Now for a few hints to the users, first of all, your system is not VPNed, only the Opera browser. The following is taken from the VPN provider’s Privacy Policy:

For the VPN in Opera Browser for Desktop, we create a subscriber ID (generated in sequential order across all subscribers) that allows us to manage that user on our system. If that user clears their browser cache/history, they’re assigned a new generated subscriber ID.

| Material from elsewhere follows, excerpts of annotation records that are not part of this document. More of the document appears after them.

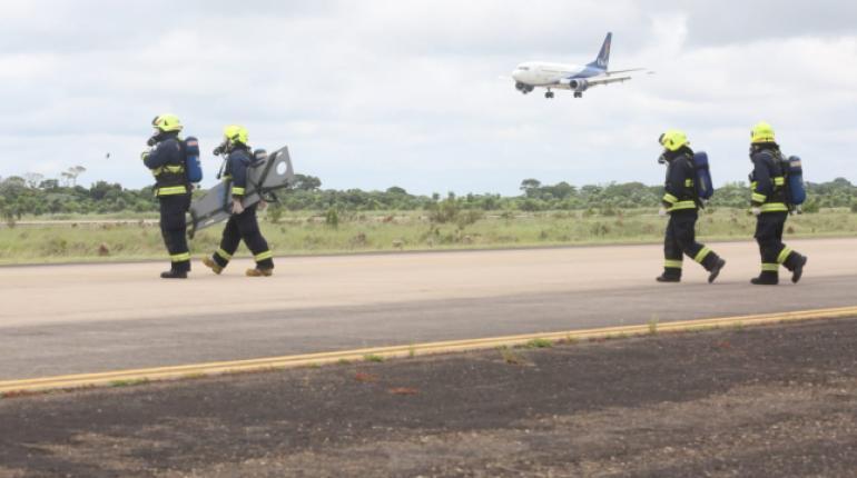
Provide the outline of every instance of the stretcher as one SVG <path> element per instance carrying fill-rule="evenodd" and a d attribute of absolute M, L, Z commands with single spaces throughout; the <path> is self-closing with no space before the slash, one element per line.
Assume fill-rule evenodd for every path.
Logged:
<path fill-rule="evenodd" d="M 288 188 L 295 180 L 288 147 L 268 155 L 254 155 L 247 169 L 247 187 L 242 206 L 248 208 L 259 201 L 276 202 L 277 191 Z M 232 181 L 223 181 L 190 203 L 188 237 L 197 231 L 229 219 L 232 216 Z"/>

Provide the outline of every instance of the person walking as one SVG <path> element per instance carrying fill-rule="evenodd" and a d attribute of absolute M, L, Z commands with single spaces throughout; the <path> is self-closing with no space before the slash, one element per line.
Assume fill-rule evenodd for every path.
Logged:
<path fill-rule="evenodd" d="M 244 240 L 256 261 L 256 267 L 247 269 L 246 275 L 268 277 L 274 273 L 274 255 L 268 248 L 268 242 L 262 236 L 262 231 L 259 231 L 259 223 L 256 219 L 258 203 L 246 208 L 242 205 L 247 192 L 247 170 L 253 163 L 253 155 L 247 141 L 247 129 L 243 126 L 230 125 L 224 128 L 224 142 L 215 150 L 215 155 L 228 155 L 223 178 L 232 183 L 232 216 L 224 228 L 220 247 L 210 257 L 204 258 L 203 263 L 219 275 L 232 260 L 240 241 Z"/>
<path fill-rule="evenodd" d="M 165 113 L 151 120 L 155 132 L 149 149 L 142 152 L 144 165 L 155 176 L 155 196 L 160 205 L 160 232 L 169 252 L 170 268 L 162 279 L 186 279 L 190 271 L 187 247 L 187 218 L 190 208 L 190 183 L 186 173 L 185 146 L 178 137 L 181 122 Z"/>
<path fill-rule="evenodd" d="M 668 130 L 658 142 L 663 147 L 658 162 L 667 165 L 659 213 L 669 215 L 669 222 L 663 238 L 663 272 L 657 280 L 681 281 L 682 258 L 688 256 L 708 271 L 708 282 L 711 283 L 726 266 L 726 260 L 696 240 L 699 199 L 695 189 L 693 151 L 687 135 L 680 130 Z"/>
<path fill-rule="evenodd" d="M 750 130 L 750 212 L 756 216 L 756 233 L 761 256 L 761 272 L 750 279 L 756 286 L 779 283 L 779 268 L 791 271 L 797 283 L 804 275 L 807 257 L 782 243 L 782 228 L 788 218 L 786 169 L 782 152 L 775 140 L 774 128 L 765 121 Z"/>

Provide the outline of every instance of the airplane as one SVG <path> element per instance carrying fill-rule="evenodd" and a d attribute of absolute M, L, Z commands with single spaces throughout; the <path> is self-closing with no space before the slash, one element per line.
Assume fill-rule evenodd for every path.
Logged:
<path fill-rule="evenodd" d="M 580 67 L 577 64 L 549 63 L 543 61 L 529 61 L 521 63 L 512 71 L 512 79 L 515 80 L 515 89 L 524 94 L 532 92 L 536 87 L 546 88 L 544 98 L 553 98 L 552 90 L 571 90 L 574 98 L 582 98 L 583 91 L 601 84 L 628 81 L 632 71 L 641 71 L 644 68 L 633 68 L 630 70 L 610 71 L 607 68 L 610 61 L 610 42 L 613 38 L 612 32 L 607 33 L 601 51 L 595 61 Z M 614 77 L 614 74 L 619 74 Z"/>

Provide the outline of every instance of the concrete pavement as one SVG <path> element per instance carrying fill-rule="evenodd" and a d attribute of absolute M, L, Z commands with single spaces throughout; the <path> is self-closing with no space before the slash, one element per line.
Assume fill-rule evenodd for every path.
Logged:
<path fill-rule="evenodd" d="M 179 282 L 158 263 L 0 268 L 0 380 L 857 305 L 857 239 L 789 243 L 809 265 L 777 288 L 747 285 L 752 242 L 710 245 L 728 261 L 711 286 L 689 260 L 656 283 L 660 246 L 287 258 L 264 279 L 195 263 Z"/>

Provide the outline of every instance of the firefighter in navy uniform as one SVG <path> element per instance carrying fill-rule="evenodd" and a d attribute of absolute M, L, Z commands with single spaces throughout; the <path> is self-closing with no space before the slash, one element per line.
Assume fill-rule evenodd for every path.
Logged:
<path fill-rule="evenodd" d="M 142 162 L 155 176 L 155 195 L 160 203 L 160 232 L 169 251 L 170 268 L 164 279 L 186 279 L 190 271 L 187 248 L 187 218 L 190 208 L 190 183 L 185 172 L 181 122 L 175 114 L 160 114 L 151 120 L 155 133 L 149 138 L 151 149 L 141 155 Z"/>
<path fill-rule="evenodd" d="M 215 155 L 227 153 L 224 179 L 232 181 L 232 217 L 226 222 L 220 247 L 211 257 L 203 259 L 203 263 L 215 273 L 223 272 L 242 240 L 253 252 L 256 267 L 247 269 L 249 277 L 268 277 L 274 273 L 274 255 L 259 231 L 256 220 L 256 206 L 242 206 L 247 188 L 247 168 L 253 162 L 253 155 L 247 146 L 247 129 L 232 125 L 224 128 L 224 143 L 215 149 Z"/>
<path fill-rule="evenodd" d="M 658 276 L 657 280 L 679 282 L 682 255 L 687 255 L 706 268 L 708 282 L 713 282 L 726 261 L 710 248 L 696 241 L 699 199 L 693 188 L 693 151 L 688 146 L 687 136 L 679 130 L 664 132 L 658 142 L 664 148 L 658 162 L 667 163 L 667 181 L 659 213 L 669 215 L 670 219 L 663 239 L 663 273 Z"/>
<path fill-rule="evenodd" d="M 756 216 L 756 241 L 761 255 L 761 273 L 750 280 L 757 286 L 776 286 L 779 267 L 791 271 L 797 283 L 804 275 L 807 257 L 782 243 L 782 228 L 788 218 L 782 153 L 774 138 L 774 128 L 762 121 L 750 131 L 752 173 L 750 211 Z"/>

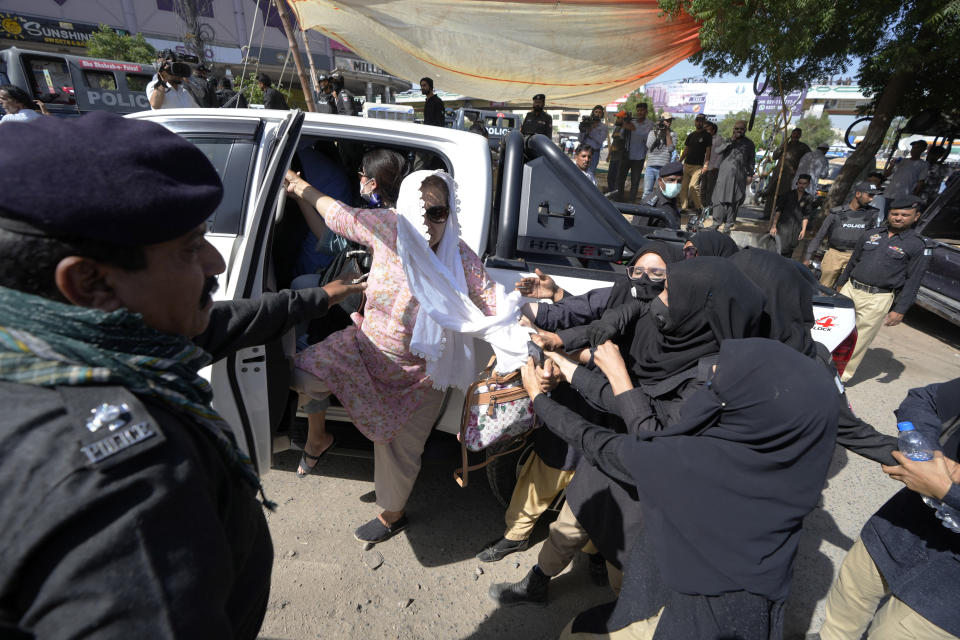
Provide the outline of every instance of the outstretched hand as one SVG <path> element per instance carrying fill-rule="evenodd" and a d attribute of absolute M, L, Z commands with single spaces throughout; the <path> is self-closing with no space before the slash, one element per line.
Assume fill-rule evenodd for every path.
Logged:
<path fill-rule="evenodd" d="M 543 393 L 540 390 L 540 380 L 537 376 L 537 365 L 533 363 L 533 358 L 527 358 L 526 364 L 520 367 L 520 379 L 523 381 L 523 388 L 533 400 Z"/>
<path fill-rule="evenodd" d="M 307 181 L 300 177 L 300 174 L 287 169 L 286 175 L 283 176 L 283 188 L 286 189 L 287 195 L 291 195 L 294 198 L 302 198 L 303 190 L 309 187 Z"/>
<path fill-rule="evenodd" d="M 943 457 L 943 452 L 935 451 L 933 460 L 911 460 L 899 451 L 892 452 L 900 464 L 895 467 L 881 465 L 883 472 L 894 480 L 899 480 L 921 495 L 942 500 L 954 479 L 951 471 L 956 471 L 956 463 Z"/>
<path fill-rule="evenodd" d="M 563 349 L 563 340 L 556 333 L 541 329 L 533 324 L 526 316 L 520 318 L 520 325 L 530 327 L 536 333 L 530 334 L 530 340 L 544 351 L 557 351 Z"/>
<path fill-rule="evenodd" d="M 514 288 L 527 298 L 550 299 L 559 302 L 563 298 L 563 289 L 558 287 L 553 278 L 540 271 L 540 269 L 534 269 L 534 273 L 536 274 L 535 277 L 522 278 L 520 282 L 514 285 Z"/>
<path fill-rule="evenodd" d="M 337 274 L 336 280 L 323 285 L 323 290 L 330 297 L 327 306 L 332 307 L 355 293 L 363 293 L 367 288 L 367 283 L 358 282 L 359 279 L 360 274 L 356 271 L 341 271 Z"/>
<path fill-rule="evenodd" d="M 627 371 L 627 365 L 623 361 L 620 347 L 616 344 L 607 340 L 599 345 L 593 352 L 593 361 L 600 368 L 600 371 L 607 376 L 614 395 L 633 389 L 630 372 Z"/>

SurfEasy is required to comply with law enforcement where subpoenas, warrants or other legal documents have been provided. We may collect and disclose personal information, including your usage data, to governmental authorities or agencies, including law enforcement agencies, at their request or pursuant to a court order, subpoena or other legal process, if there is a good faith belief that such collection or disclosure is required by law.
In other words, their no log policy can be lifted even on a per user basis… even ‘including your usage data’, is that even possible with a no log policy and what does the ‘if there is a good faith belief’ really mean?
The way this is written go a long way in saying that you have to assume that you are logged at any given time and that anyone complaining to the authorities, law or other agencies will get an extensive log for your ID, not only including your real IP but also quite possibly your layer two MAC address along with each and every site visited and downloads.


#4

[QUOTE=Xercus;2781537]In all honesty, the case is 2 million in one week which is impressive :flower:

Now for a few hints to the users, first of all, your system is not VPNed, only the Opera browser.[/QUOTE]
Yeah that is what most will not realize it’s only for Opera they will think their internet will be safe. It’s impressive but Opera should disclaim it’s only for the browser only your other internet usage isn’t going through the Opera VPN.


#5

How long until, like TOR, all of these VPNs’ IPs are blocked by Cloudflare and anti-spam filters; thus making them useless?


#6

[QUOTE=Shammil;2781838]How long until, like TOR, all of these VPNs’ IPs are blocked by Cloudflare and anti-spam filters; thus making them useless?[/QUOTE]
TOR is not VPN as such, more of a randomized proxy and so I think Cloudflare will have a hard time there. Still your point is valid, but would it be interesting for Cloudflare which mostly handles deflection? Spam-filters is out of the question in this respect as it will never be spam apart from the occasional address making the various database lists :flower:


#7

[QUOTE=Shammil;2781838]How long until, like TOR, all of these VPNs’ IPs are blocked by Cloudflare and anti-spam filters; thus making them useless?[/QUOTE]Not. The Opera VPN isn’t that good.


#8

That’s nice. Meanwhile, the VPN provider has promised to sell you out to big brother, which is just the kind of thing people use VPN services to avoid. I’ll stick with alternating between Firefox + my own free VPN providers, and the TOR Browser Bundle.


#9

[QUOTE=Xercus;2781840]TOR is not VPN as such, more of a randomized proxy and so I think Cloudflare will have a hard time there. Still your point is valid, but would it be interesting for Cloudflare which mostly handles deflection? Spam-filters is out of the question in this respect as it will never be spam apart from the occasional address making the various database lists :flower:[/QUOTE]CloudFlare has been blocking TOR years for years. When a new TOR node is created, CloudFlare is usually quick to blacklist that IP address. Of course, CloudFlare won’t call it “blocking”… rather, they’ll call it “verification”, since they do so with annoying captchas, which can be very difficult to solve. Effectively, many users will give up on solving them, which means they won’t be able to access said website. Meanwhile, Akamai, a competitor to CloudFlare, has previously claimed that activity of TOR users and normal internet users is nearly identical.